In vivo verification experiment
Establishment of a rat model of PLGC: 6 week-old (170-190 g) SPF Wistar rats, male, 50, purchased from Beijing Vitong Lihua Animal Experimental Technology Co., Ltd., production license of experimental animals: SCXK (Beijing) 2016-0006, qualified. The animal experiment program was approved by the Ethics Review Committee of Experimental Animal Welfare of Shandong University of Traditional Chinese Medicine, Batch No.: SDUTCM2019040203. Animal experiments were carried out in the barrier environment facilities of Experimental Animal Center of Shandong University of Traditional Chinese Medicine. The temperature was 22 ± 2 degrees, the humidity was 50 ± 5%, and the light was alternated at 12:12.The rats were fed with CO60 sterilized diet, and the animals were fed adaptively for 7 days. The control group was fed normally, and the model animals were given 0.02 mol/L MNNG intra gastric administrations combined with abnormal hunger and satiation to replicate the PLGC model for 16 weeks.
Administration and test of experimental indicators: The names and formula proportions of the seven traditional Chinese medicines in BXD are shown in Table S1. All the herbs were purchased from Shandong Medicinal Materials Co., Ltd. At the end of the 16th week of MNNG modeling, the modeling group was randomly divided into BXD high-dose group, low-dose group and model group. BXD was given 24.6 g/kg.d and 11.34 g/kg.d standard intragastric administration, 2 ml/time, twice/day, respectively.

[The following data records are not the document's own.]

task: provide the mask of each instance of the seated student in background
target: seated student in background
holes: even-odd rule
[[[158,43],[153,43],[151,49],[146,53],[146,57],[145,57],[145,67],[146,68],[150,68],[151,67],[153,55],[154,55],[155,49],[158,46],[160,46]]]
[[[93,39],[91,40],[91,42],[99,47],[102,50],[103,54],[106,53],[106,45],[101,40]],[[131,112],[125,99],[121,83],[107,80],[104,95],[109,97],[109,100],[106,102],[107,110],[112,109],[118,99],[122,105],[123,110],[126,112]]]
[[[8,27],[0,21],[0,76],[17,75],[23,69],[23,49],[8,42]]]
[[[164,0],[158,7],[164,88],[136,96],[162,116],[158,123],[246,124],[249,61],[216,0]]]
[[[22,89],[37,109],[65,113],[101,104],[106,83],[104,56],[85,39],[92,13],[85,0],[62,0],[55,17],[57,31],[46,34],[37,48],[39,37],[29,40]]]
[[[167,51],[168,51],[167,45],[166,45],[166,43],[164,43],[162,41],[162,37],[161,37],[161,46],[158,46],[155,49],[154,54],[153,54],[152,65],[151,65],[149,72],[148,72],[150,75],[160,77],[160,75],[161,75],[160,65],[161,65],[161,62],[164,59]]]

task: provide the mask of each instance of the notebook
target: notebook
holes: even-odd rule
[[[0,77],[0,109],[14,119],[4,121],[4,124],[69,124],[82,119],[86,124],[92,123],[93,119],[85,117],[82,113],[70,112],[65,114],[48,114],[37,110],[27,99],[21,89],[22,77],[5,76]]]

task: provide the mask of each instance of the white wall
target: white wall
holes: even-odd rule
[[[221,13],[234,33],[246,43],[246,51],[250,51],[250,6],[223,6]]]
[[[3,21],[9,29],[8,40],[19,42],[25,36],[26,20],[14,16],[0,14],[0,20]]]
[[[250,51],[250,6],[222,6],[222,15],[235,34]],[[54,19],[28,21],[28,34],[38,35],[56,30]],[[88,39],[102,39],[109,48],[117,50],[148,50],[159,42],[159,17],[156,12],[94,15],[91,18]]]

The model group and blank group were given the same amount of normal saline for 8 weeks. After the last administration, anesthesia was performed, blood was collected from the abdominal aorta, centrifuged at 2500 rpm for 15 min, and serum was removed and stored. At the same time, the whole gastric tissue was removed, the stomach was cut along the great curvature of the stomach, a piece of gastric antrum tissue was scraped and fixed in paraformaldehyde to prepare pathological tissue sections, and then HE staining and immune histochemical detection were performed. In addition, two pieces of gastric tissue were cut and placed into enzyme-free tubes and stored in -80°C refrigerator for detection of tissue protein content and gene level.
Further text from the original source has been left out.